The president should withdraw from the Open Skies treaty and redeploy the hundreds of millions of dollars the Pentagon wastes on the flights and equipment to increase U.S. combat power. pic.twitter.com/YYewKwessO
— Tom Cotton (@SenTomCotton) October 8, 2019
Second, many say Russia is cheating as a treaty member. For example, Russia restricted US overflights of Kaliningrad — the Russian exclave in Europe’s northeast — to 310 miles in the territory and within a six-mile corridor of its border with Georgian conflict zones Abkhazia and South Ossetia. Meanwhile, the US rarely if ever impedes Russia from at least attempting to see what it wants.
That wasn’t much of a concern for former Secretary of Defense James Mattis, though. He told Sen. Deb Fischer (R-NE) in a May 2018 letter that “it is in our Nation’s best interest to remain a party to the Open Skies Treaty” after she complained about Russia’s cheating.
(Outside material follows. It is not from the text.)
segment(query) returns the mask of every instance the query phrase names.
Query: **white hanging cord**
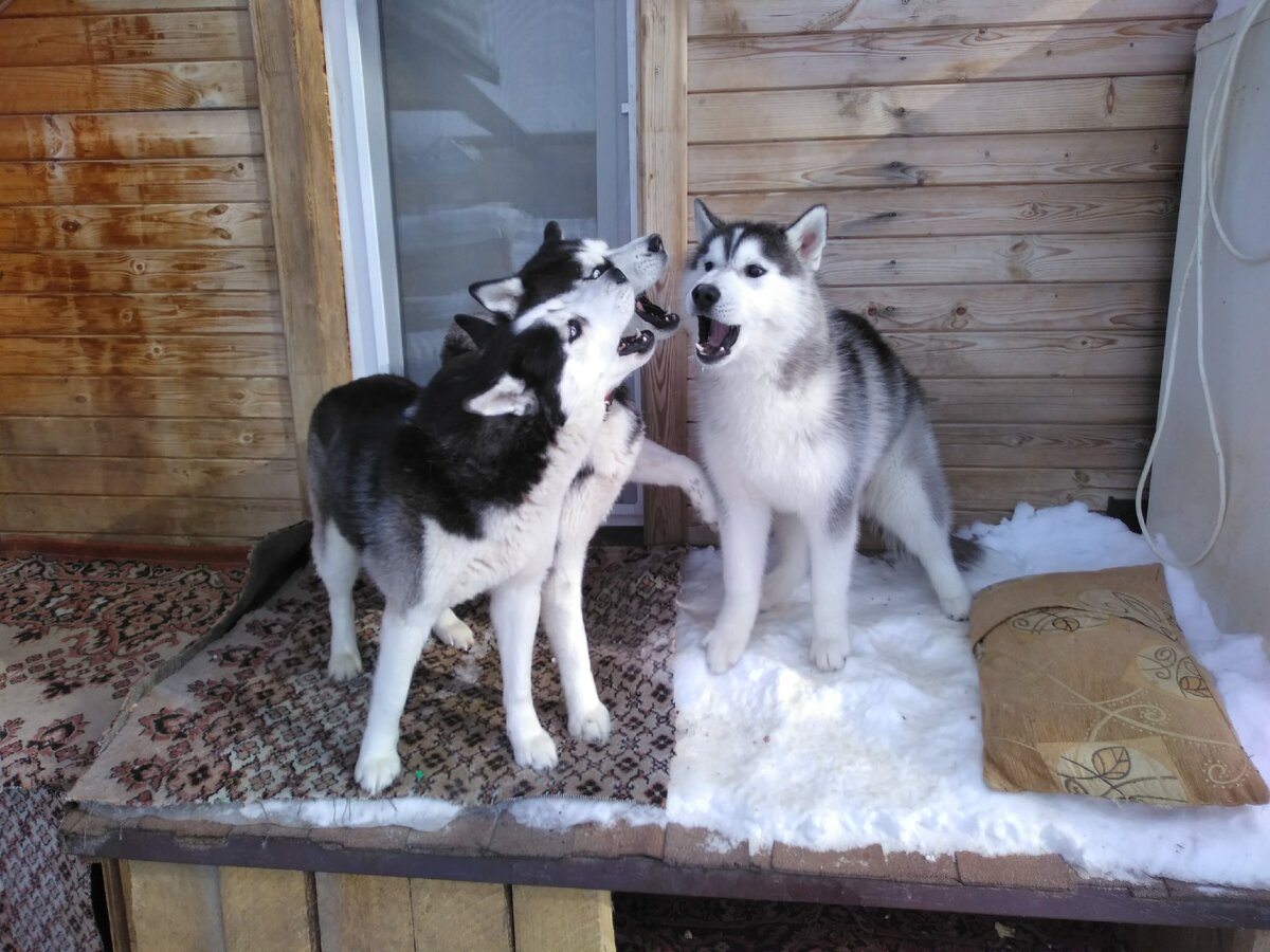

Many experts side with Mattis. “These issues do not rise to the level of a material breach, nor do they justify withdrawal,” Kingston Reif, an expert at the Arms Control Association, told me.
Third, some experts claim the deal helps Russia much more than it helps America. “I’m supportive of leaving” the treaty, Rebeccah Heinrichs, a nuclear expert at the Hudson Institute, told me. “It’s critical to Russia’s intelligence operation which it exploits to our disadvantage. They need it more than we do.”
“Between the technology they use, what they’re looking at, and how they have denied certain overflights over parts of their territory, it does force us to consider that maybe we’re enabling them even as they seek to undermine us,” she continued.
This is a concern some top military officials have had, as well. In 2016, then-Defense Intelligence Agency Director Gen. Vincent Stewart told the House Armed Services Committee that he was worried about what Russia could learn thanks to the treaty.
“The things that you can see, the amount of data you can collect, the things you can do with post-processing, allows Russia, in my opinion, to get incredible foundational intelligence on critical infrastructure, bases, ports, all of our facilities,” he said. “So from my perspective, it gives them a significant advantage.” He later added that he’d “love to deny” Russia allowed overflights.
That’s all fair, especially if Russia is getting better quality information than the US is. But advocates of the treaty note that what Moscow learns is outweighed by what the US obtains and can share with its allies in the accord, particularly Ukraine. “The treaty has been of particular value recently in countering Russian disinformation and aggression against Ukraine,” says Reif.
There is major concern that the Trump administration simply wants out of arms-control treaties in general and with Russia in particular. Trump withdrew the US from the UN Arms Trade Treaty, an international arms sals agreement, and ended the Intermediate Nuclear Forces Treaty with Russia that banned ground-based, medium-range nuclear missiles.
Advocates for these and other agreements say the US is leaving treaties that, while imperfect, give Russia more authority to build advanced weapons while lowering trust between the world’s foremost nuclear powers.
That, among other reasons, is why so many experts are upset that the Trump administration may leave Open Skies in the coming days: because the US could lose more than it gains. “The United States gains nothing from leaving the treaty,” Bell told me.
Update, October 10, 2019: This article originally called the overflights “spy flights.” We’ve changed it now to “observation flights” to more appropriately describe the matter.